Y justamente hace pocos días me llamó mucho la atención una noticia especialmente bonita y esperanzadora; una de esas noticias que nos llenan el corazón y nos devuelven la ilusión por una humanidad más humana y por un mundo mejor. El miércoles pasado, día 12 de diciembre, en el Congreso de los Diputados ocurrió uno de esos “milagros” que sí son reales y que no tienen nada que ver con alucinaciones, entes o espectros, sino con la realidad y con seres humanos de carne y hueso. Y digo que fue un milagro por lo inusual y lo extraordinario de que cosas así, cosas del corazón, ocurran en el mundo frío y hostil que vivimos.

El diputado del PP en el Congreso por la provincia de Cádiz, Alfonso Candón, se despedía, tras renunciar a su acta, para tomar posesión de su cargo como parlamentario andaluz. Y debe de ser una buenísima persona, porque lo hizo rodeado de aplausos y del cariño de sus compañeros, lo cual no es nada extraño en situaciones similares, especialmente por aplausos de los compañeros del mismo partido, y quizás a veces también por los fingimientos hipócritas y las pantomimas propios de los códigos y ritos sociales.

Desde que el neoliberalismo entró en nuestras vidas de la mano de Aznar y la derecha, allá por los 90, se institucionalizó la maldad, la crueldad, la insensibilidad y la voracidad implacable

Pero en esta ocasión todo fue diferente. El parlamentario de Unidos Podemos Alberto Rodríguez (tan menospreciado por sus rastas), en un gesto maravilloso de ternura y sinceridad, le dedicó unas palabras a Alfonso Candón desde el corazón. “Nunca pensé que iba a decir algo así en esta Cámara, y menos a un diputado del PP, pero le echaremos de menos, y le diré algo que es una de las cosas más bonitas que se pueden decir a alguien: es usted una buena persona y le pone calidad humana a este sitio”.

Desde que el neoliberalismo entró en nuestras vidas de la mano de Aznar y la derecha, allá por los 90, además del desastre económico, la corrupción oficializada, la catástrofe medioambiental, el auge de los fundamentalismos, el crecimiento imparable de la pobreza o desastres disparatados como el ascenso al poder de Donald Trump, se institucionalizó la maldad, la crueldad, la insensibilidad y la voracidad implacable. Ser malo cotiza alto, ser buena gente, ser sensible, ser poeta, tener buen corazón casi es percibido como una debilidad y un mal a erradicar en esta sociedad neoliberalizada, es decir, habituada a la crueldad. Vivimos en una sociedad muy enferma en la que, en síntesis, priman los psicópatas frente a los empáticos y, a fuerza de soportar una crueldad dantesca contra los ciudadanos y de percibir una inmensa y psicopática insensibilidad en las clases dirigentes, la sociedad y las personas se han ido haciendo también cada día más insensibles a la frialdad, a la hostilidad y a la maldad.

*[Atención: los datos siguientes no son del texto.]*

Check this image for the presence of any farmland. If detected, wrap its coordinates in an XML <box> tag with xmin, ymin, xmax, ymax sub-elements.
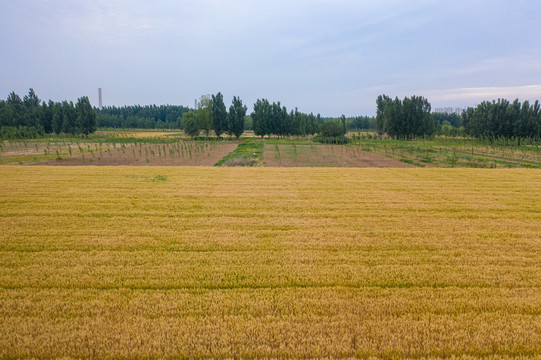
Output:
<box><xmin>0</xmin><ymin>167</ymin><xmax>541</xmax><ymax>359</ymax></box>
<box><xmin>0</xmin><ymin>129</ymin><xmax>541</xmax><ymax>168</ymax></box>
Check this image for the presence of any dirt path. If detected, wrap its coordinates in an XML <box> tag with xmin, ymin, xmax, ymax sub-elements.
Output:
<box><xmin>263</xmin><ymin>144</ymin><xmax>416</xmax><ymax>168</ymax></box>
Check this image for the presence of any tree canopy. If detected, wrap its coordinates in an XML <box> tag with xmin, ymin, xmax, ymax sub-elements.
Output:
<box><xmin>376</xmin><ymin>95</ymin><xmax>434</xmax><ymax>138</ymax></box>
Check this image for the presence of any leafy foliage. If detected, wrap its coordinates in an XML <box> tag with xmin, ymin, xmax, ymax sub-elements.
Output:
<box><xmin>227</xmin><ymin>96</ymin><xmax>247</xmax><ymax>139</ymax></box>
<box><xmin>182</xmin><ymin>111</ymin><xmax>199</xmax><ymax>138</ymax></box>
<box><xmin>462</xmin><ymin>99</ymin><xmax>541</xmax><ymax>143</ymax></box>
<box><xmin>0</xmin><ymin>89</ymin><xmax>97</xmax><ymax>138</ymax></box>
<box><xmin>376</xmin><ymin>95</ymin><xmax>434</xmax><ymax>139</ymax></box>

Vivimos una estética de la crueldad banalizada a través de la cual la ética, la compasión y la ternura han perdido presencia en nuestras vidas y entidad en nuestras conciencias. Eso, a pesar de todo lo demás, quizás sea el gran triunfo de los neoliberales. Y es hora de reivindicarla, porque nos es necesaria, y porque un mundo sin ternura es un mundo inhabitable. El ensayista, médico y conferenciante argentino Fernando Ulloa dice que “la ternura es un concepto profundamente político, porque la ternura es la base ética del ser humano”.

La naturalización y la normalización de la injusticia no es un proceso espontáneo, sino planificado y producido de manera muy consciente. Por eso ejercer la ternura es, de algún modo, hacer política, contribuir al bien general. Ejercer la ternura, la solidaridad, el afecto, el amor, en definitiva, supone desarmar discursos y dispositivos que desigualan y que ponen el acento en las diferencias, de cualquier tipo, de sexo, de estatus, de nacionalidad, de ideología. Gracias, Alberto Rodríguez por ejercer la ternura en un lugar en el que no le dejaron cabida, y gracias, Alfonso Candón, por ser buena persona e inspirarla; en el mundo que nos han creado no es pecata minuta. Por tanto, desactivemos el odio, las diferencias y las hostilidades, seamos fuertes y grandes y ejerzamos con fuerza la ternura, porque eso ayuda a construir un mundo mejor. Feliz Solsticio de Invierno.